I am still struggling to get my head around QFT and whilst I think I understand the method of generating functionals to compute correlation functions (as in my question here), my course notes often use Wick's theorem for calculations, and I'd really like to understand how that works.
So if I return to the standard example of scalar Yukawa theory with interaction Lagrangian:
$$\mathcal{L}_{\text{int}}=-g\psi^{\dagger}\psi\phi$$
I would like to know how to compute quantities like:
$$\langle \Omega|T[\psi^{\dagger}(x)\psi(y)\phi(z)]|\Omega\rangle$$
Where $T[…]$ represents the time-ordering operator. My understanding is that this can be expressed as:
$$\langle \Omega|T[\psi^{\dagger}(x)\psi(y)\phi(z)]|\Omega\rangle = \lim_{t\to\infty}\frac{\langle0|T[\psi_{I}^{\dagger}(x)\psi_{I}(y)\phi_{I}(z)\exp\left(-i\int_{-t}^{t}\mathcal{H}_{\text{int}}\:\mathrm{d}^{4}s\right)]|0\rangle}{\langle0|T[\exp\left(-i\int_{-t}^{t}\mathcal{H}_{\text{int}}\:\mathrm{d}^{4}s\right)]|0\rangle}$$
We can expand the exponential to (arbitrarily) first-order in $g$:
$$\langle0|T[\psi_{I}^{\dagger}(x)\psi_{I}(y)\phi_{I}(z)\exp\left(-i\int_{-t}^{t}\mathcal{H}_{\text{int}}\:\mathrm{d}^{4}s\right)]|0\rangle = \langle 0|T\left[\psi_{I}^{\dagger}(x)\psi_{I}(y)\phi_{I}(z)(1-ig\int_{-t}^{t}\psi_{I}^{\dagger}(s)\psi_{I}(s)\phi_{I}(s)\:\mathrm{d}^{4}s)\right]|0\rangle$$
By Wick's theorem, the zeroth order in $g$ has only 3 operators and so will inevitably yield a contribution of 0. The second gives:
$$\langle0|\int_{-t}^{t}T[\psi_{I}^{\dagger}(x)\psi_{I}(y)\phi_{I}(z)\psi_{I}^{\dagger}(s)\psi_{I}(s)\phi_{}(s)]\:\mathrm{d}^{4}s|0\rangle$$
However, I'm not sure what the best way to proceed is. I can use Wick's theorem to expand the time-ordered string of operators in terms of products of operators, but then where do I go?
Best Answer
In your example there's two contractions giving two terms. Its amplitude is
$$ \left< \psi^{\dagger}_a(x) \psi^b(y) \phi(z) \right> = -i \lambda \int d^4 s \, \Delta_M(z - s) \Delta_m(y-s)^b_{\;c} \Delta_m(x-s)^c_{\;a} $$ $$ - i \lambda \int d^4 s \Delta_M(x - y) ^b_{\;a} \Delta_M(0)^c_{\;c} \Delta_m(s-x) + \mathcal{O}\left(\lambda^2\right). $$
How can I see that this is true? The algorithm is pretty simple, actually:
You have a term corresponding to each possible contraction. A contraction is a diagram where pairs of $(\psi^{\dagger}, \psi)$ and $(\phi, \phi)$ are replaced by the corresponding propagators.

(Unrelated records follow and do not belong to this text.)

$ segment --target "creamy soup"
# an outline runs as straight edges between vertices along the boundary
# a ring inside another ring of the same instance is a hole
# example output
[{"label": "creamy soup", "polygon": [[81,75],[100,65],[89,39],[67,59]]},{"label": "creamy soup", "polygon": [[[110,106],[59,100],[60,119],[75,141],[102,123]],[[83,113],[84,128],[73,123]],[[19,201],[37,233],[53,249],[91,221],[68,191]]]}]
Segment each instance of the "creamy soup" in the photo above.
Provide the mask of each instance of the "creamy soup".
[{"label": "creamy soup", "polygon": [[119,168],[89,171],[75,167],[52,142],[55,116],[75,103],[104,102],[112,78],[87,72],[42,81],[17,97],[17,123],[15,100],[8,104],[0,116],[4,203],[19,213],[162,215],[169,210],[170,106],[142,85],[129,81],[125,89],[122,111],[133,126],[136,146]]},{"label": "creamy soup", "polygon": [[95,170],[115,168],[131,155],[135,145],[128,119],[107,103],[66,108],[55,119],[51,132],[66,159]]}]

You have to exclude the diagrams containing bubble subgraphs. A bubble graph is a graph with no external legs. An external leg is a contraction which has one of the fields appearing in the correlation bracket ($\psi^{\dagger}(x), \psi(y), \phi(z)$). This is because we want to account for the normalization $\mathcal{N}/\mathcal{N}_0$ as I mentioned in the answer to your previous question. Proofs of this can be found in any QFT textbook, e.g. Peskin-Schreder.
For each internal (interaction) vertex we have a factor of $$-i \lambda \int d^4 s. $$
Each term is a product of integrals over spacetime positions of internal (interaction) vertices and propagators.
In your example there's two $\phi$ fields, two $\psi$ fields and two $\psi^{\dagger}$ fields. Therefore we must contract $\phi$ with $\phi$, but we have a choice of which $\psi^{\dagger}$ gets contracted with specific $\psi$.
These correspond to the two diagrams below:
Both don't contain bubble subgraphs, however the second contains the tadpole divergence $\Delta_m(0)$. These divergences arise in QFT often. They have to be renormalized by requiring that $\left< \phi \right> = 0$, which is eqiuvalent to throwing away the tadpole contribution. (Actually, we don't just throw away mathematical expressions; we absorb them in the redefinition of fields).
The relevant part of your vertex amplitude is thus $$ \left< \psi^{\dagger}_a(x) \psi^b(y) \phi(z) \right> = -i \lambda \int d^4 s \, \Delta_M(z - s) \Delta_m(y-s)^b_{\;c} \Delta_m(x-s)^c_{\;a}. $$
Let me know if you have further questions.
P.S. oh and I supposed that $\psi$ and $\psi^{\dagger}$ are field multiplets, thus the internal indices $a, b, c$ labeling the components of the multiplet. If it's just a complex number then just throw these indices away :)